Rano zjechali milicjanci i tajniacy, zaczęły się przesłuchania. Naczelnik gminy Baligród nakazał rozbiórkę kościoła. Posypały się grzywny. Władze zamierzały doprowadzić do usunięcia księdza Jakubowskiego z parafii. Pod listem protestacyjnym podpisało się 1200 wiernych. Ostatecznie jednak władze pogodziły się z istnieniem nielegalnie wybudowanej świątyni.
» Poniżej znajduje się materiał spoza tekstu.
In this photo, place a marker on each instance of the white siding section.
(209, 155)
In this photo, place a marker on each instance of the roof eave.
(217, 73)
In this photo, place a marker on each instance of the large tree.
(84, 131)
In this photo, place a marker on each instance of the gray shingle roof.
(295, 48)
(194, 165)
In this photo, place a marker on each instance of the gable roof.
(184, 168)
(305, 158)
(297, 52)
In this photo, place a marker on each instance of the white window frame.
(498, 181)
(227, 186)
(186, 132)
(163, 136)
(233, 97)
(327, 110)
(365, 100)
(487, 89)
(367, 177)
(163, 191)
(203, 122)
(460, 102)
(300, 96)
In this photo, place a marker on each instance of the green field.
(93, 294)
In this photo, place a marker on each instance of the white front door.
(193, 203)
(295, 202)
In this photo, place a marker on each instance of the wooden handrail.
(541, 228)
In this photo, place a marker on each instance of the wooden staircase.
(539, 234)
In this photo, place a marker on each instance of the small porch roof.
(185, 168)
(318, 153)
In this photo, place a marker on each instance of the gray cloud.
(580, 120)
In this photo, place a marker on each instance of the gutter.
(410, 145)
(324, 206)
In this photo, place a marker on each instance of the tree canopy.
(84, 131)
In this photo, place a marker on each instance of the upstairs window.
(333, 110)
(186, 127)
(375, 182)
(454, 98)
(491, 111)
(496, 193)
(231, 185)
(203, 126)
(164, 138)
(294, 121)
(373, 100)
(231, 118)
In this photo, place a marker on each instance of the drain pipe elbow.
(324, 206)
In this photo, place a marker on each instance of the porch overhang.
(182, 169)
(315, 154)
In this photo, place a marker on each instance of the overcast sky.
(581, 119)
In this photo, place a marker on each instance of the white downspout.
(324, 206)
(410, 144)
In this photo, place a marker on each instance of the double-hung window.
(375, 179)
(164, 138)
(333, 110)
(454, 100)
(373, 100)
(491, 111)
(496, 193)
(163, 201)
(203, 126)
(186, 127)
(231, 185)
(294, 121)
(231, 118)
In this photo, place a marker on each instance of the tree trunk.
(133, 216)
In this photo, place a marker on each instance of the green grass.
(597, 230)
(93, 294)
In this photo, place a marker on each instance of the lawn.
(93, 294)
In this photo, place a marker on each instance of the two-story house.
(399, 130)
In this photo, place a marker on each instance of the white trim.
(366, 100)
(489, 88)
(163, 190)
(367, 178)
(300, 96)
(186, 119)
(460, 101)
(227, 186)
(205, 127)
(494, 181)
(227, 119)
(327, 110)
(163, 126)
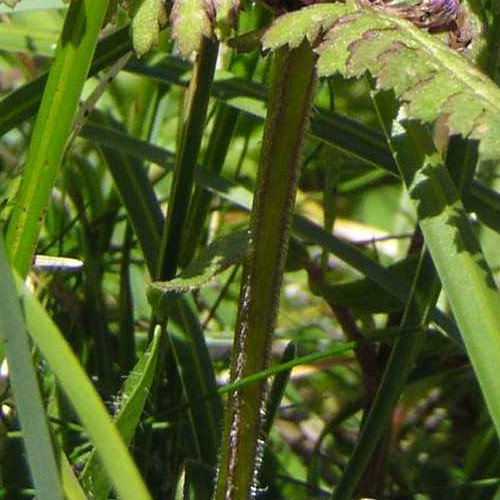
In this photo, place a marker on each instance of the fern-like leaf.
(191, 21)
(428, 77)
(148, 18)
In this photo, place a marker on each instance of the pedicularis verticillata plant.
(313, 118)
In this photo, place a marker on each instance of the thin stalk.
(292, 86)
(191, 133)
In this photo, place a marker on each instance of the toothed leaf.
(149, 17)
(428, 77)
(191, 21)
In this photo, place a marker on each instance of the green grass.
(290, 267)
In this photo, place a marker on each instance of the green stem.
(191, 133)
(290, 100)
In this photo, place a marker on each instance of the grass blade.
(88, 405)
(37, 440)
(53, 127)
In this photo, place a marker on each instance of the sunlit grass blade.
(37, 440)
(22, 103)
(132, 397)
(242, 197)
(462, 268)
(422, 300)
(89, 407)
(53, 127)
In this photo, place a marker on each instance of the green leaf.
(36, 435)
(310, 23)
(83, 396)
(218, 256)
(53, 127)
(133, 396)
(10, 3)
(150, 16)
(429, 78)
(190, 23)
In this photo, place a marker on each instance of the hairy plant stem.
(292, 86)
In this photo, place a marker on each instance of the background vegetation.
(337, 161)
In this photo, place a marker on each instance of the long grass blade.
(41, 458)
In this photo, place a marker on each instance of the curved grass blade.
(53, 127)
(132, 397)
(23, 102)
(89, 407)
(310, 231)
(37, 440)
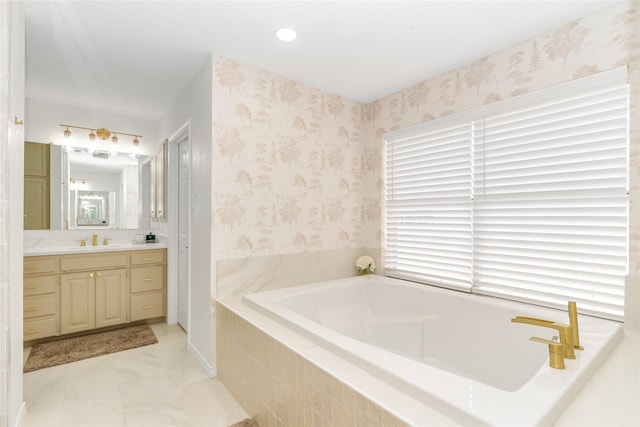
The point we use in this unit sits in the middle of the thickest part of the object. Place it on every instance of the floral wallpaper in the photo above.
(599, 42)
(288, 165)
(297, 169)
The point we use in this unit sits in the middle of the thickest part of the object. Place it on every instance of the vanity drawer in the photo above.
(147, 278)
(40, 328)
(148, 257)
(36, 265)
(147, 306)
(92, 262)
(40, 305)
(36, 285)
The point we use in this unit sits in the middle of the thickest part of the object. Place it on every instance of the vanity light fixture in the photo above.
(102, 134)
(286, 34)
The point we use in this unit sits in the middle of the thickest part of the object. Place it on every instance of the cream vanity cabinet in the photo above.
(65, 294)
(148, 272)
(40, 290)
(93, 291)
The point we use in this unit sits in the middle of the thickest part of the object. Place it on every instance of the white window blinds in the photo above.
(546, 214)
(428, 204)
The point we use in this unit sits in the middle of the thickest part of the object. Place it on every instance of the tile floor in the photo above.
(156, 385)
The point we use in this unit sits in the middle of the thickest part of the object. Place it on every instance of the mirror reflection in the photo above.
(96, 189)
(92, 207)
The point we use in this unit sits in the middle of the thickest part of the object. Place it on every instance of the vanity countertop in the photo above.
(53, 250)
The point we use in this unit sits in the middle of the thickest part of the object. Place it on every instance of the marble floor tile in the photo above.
(155, 385)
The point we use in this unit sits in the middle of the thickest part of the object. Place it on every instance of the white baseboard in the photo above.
(21, 413)
(209, 369)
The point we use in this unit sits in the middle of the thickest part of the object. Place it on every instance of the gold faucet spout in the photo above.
(565, 331)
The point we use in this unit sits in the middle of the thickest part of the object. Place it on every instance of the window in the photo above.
(523, 199)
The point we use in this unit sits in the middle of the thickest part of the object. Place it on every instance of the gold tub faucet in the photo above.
(565, 331)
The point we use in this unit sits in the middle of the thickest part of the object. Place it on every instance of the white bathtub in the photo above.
(458, 353)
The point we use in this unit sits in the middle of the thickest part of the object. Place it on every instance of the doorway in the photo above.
(180, 145)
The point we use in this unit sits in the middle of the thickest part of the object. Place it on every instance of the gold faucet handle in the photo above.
(556, 352)
(573, 321)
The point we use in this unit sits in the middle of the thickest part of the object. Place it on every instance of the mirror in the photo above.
(97, 190)
(92, 207)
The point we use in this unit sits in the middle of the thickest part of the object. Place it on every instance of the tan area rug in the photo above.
(69, 350)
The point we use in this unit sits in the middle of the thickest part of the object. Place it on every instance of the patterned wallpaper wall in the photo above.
(297, 169)
(287, 165)
(595, 43)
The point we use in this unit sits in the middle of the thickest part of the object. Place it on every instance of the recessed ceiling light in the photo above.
(286, 34)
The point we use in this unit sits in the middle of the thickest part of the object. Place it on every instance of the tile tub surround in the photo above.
(290, 385)
(240, 276)
(611, 397)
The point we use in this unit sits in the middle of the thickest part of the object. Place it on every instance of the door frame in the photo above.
(173, 253)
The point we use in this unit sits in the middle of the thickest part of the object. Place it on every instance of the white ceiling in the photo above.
(137, 57)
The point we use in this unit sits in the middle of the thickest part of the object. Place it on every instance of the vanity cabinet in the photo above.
(65, 294)
(90, 300)
(93, 291)
(40, 304)
(148, 272)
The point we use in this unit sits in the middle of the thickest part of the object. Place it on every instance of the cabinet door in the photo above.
(111, 297)
(77, 302)
(36, 203)
(36, 158)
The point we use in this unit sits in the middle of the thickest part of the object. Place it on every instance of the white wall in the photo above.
(194, 106)
(12, 74)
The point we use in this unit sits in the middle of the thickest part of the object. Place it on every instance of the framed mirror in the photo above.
(95, 189)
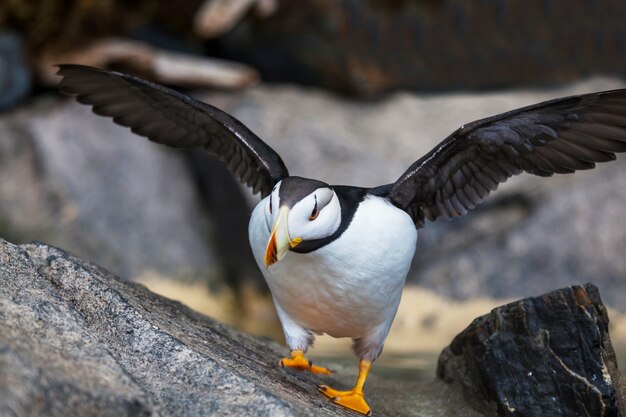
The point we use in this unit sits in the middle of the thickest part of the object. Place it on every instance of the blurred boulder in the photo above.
(532, 235)
(14, 70)
(542, 356)
(370, 47)
(83, 183)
Osobliwością i turystyczną atrakcją Bieszczadów był od 1963 r., przez trzydzieści lat, pociąg z Przemyśla do Zagórza w Bieszczadach, kursujący poprzez Związek Sowiecki. W rozdziale „Pociągi pod specjalnym nadzorem”, pasażerowie tej linii opowiadają o podróży z konwojentami – sowieckimi pogranicznikami.
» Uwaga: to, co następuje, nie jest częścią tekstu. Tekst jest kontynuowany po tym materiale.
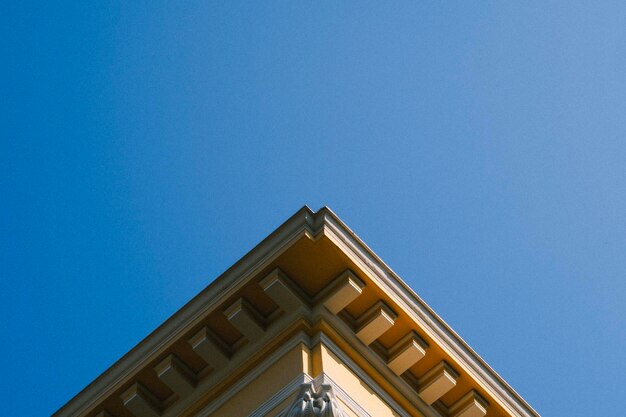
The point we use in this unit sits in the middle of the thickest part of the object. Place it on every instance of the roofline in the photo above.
(433, 320)
(304, 222)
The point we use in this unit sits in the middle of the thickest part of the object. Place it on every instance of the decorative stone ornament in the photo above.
(315, 403)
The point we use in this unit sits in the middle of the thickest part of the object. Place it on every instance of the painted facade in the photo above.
(309, 323)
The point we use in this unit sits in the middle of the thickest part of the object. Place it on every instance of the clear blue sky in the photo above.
(478, 147)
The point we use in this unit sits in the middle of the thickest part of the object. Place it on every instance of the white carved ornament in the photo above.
(315, 403)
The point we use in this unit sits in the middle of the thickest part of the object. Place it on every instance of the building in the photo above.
(309, 323)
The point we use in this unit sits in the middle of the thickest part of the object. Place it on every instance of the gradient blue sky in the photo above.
(478, 147)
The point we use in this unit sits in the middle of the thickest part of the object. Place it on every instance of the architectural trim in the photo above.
(303, 224)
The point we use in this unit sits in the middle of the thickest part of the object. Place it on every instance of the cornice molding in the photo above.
(303, 223)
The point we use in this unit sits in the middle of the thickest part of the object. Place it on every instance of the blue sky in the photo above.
(478, 148)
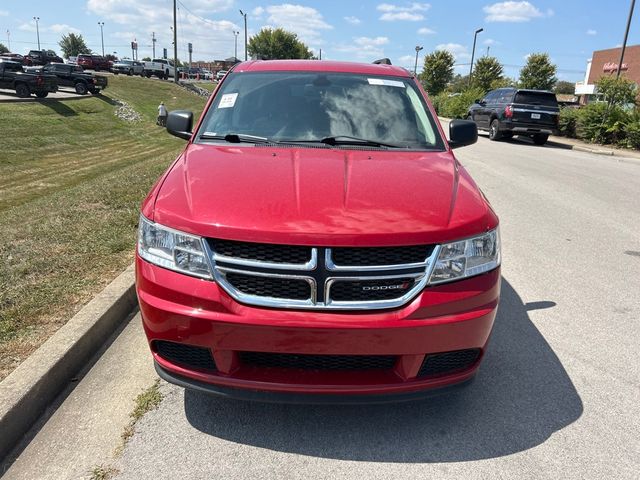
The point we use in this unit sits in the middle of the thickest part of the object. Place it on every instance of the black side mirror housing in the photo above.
(462, 133)
(180, 124)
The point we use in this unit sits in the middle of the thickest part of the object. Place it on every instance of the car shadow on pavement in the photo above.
(521, 396)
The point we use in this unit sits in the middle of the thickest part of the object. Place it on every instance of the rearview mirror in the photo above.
(462, 133)
(180, 123)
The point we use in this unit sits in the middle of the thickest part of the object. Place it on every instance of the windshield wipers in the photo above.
(236, 138)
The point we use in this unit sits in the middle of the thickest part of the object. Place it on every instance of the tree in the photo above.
(565, 87)
(617, 91)
(73, 45)
(539, 73)
(277, 44)
(437, 71)
(486, 73)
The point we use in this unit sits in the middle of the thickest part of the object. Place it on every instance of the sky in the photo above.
(569, 30)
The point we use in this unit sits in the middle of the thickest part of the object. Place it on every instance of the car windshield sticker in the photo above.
(228, 100)
(385, 82)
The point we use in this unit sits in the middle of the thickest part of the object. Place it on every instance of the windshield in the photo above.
(310, 106)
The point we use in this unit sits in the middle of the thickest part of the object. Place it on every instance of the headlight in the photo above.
(172, 249)
(467, 258)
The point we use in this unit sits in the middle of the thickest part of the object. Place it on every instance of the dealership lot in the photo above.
(557, 396)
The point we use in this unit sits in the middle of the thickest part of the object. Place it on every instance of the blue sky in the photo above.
(345, 30)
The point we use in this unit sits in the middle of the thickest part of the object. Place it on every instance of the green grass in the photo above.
(72, 176)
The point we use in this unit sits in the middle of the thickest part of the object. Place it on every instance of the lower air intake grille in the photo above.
(449, 362)
(186, 355)
(270, 286)
(318, 362)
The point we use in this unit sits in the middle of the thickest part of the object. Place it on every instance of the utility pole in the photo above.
(415, 67)
(175, 42)
(37, 19)
(102, 36)
(235, 51)
(473, 52)
(245, 34)
(626, 35)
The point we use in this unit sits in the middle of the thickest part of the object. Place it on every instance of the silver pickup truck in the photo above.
(160, 67)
Miłośnicy nieujarzmionego ręką człowieka bieszczadzkiego krajobrazu, w tym członkowie Studenckiego Koła Przewodników Beskidzkich, opowiadali się za utrzymaniem dotychczasowo charakteru Bieszczadów i przeciw planom zabudowania ich hotelami, motelami, domami wczasowymi oraz wprowadzaniu przemysłu. Kolidowało to z ambicjami władz. „Marzyciele” to kryptonim sprawy prowadzonej od 1974 roku przez lokalną Służbę Bezpieczeństwa, która miała także na uwadze postulat przywracania pamięci o ukraińskiej przeszłości i ochrony zabytków.
Oficer SB pisał w notatce o tym, że na łamach czasopism pojawiły się „tendencje zachowawcze zmierzające do zahamowania rozwoju Bieszczadów, zamknięcia ich dla turystyki i stworzenia w nich enklawy, w której mogłyby się rozwijać różne, a między innymi nacjonalistyczne tendencje”. Obserwacją objęto historyka sztuki Olgierda Łotoczkę, pomysłodawcę stworzenia w dolinie Łopienki studenckiej wioski skansenowej i ocalenia ruin cerkwi w Łopience. Projekt bieszczadzkiego skansenu, do którego zamierzano przenieść kilka cerkwi i chałup zyskał pozytywną ocenę ministerstwa kultury, ale lokalne władze widziały w tym pomyśle „zakamuflowaną opcję ukraińską”. Rozpracowywano osoby kontaktujące się z Łotoczką i przybywające do schroniska PTTK pod Łopiennikiem. Sam Łotoczko stracił posadę bieszczadzkiego konserwatora zabytków. Zginął tragicznie w Hindukuszu w 1976 r. Skansen nie powstał, lecz cerkiew na przełomie XX i XXI w została odbudowana.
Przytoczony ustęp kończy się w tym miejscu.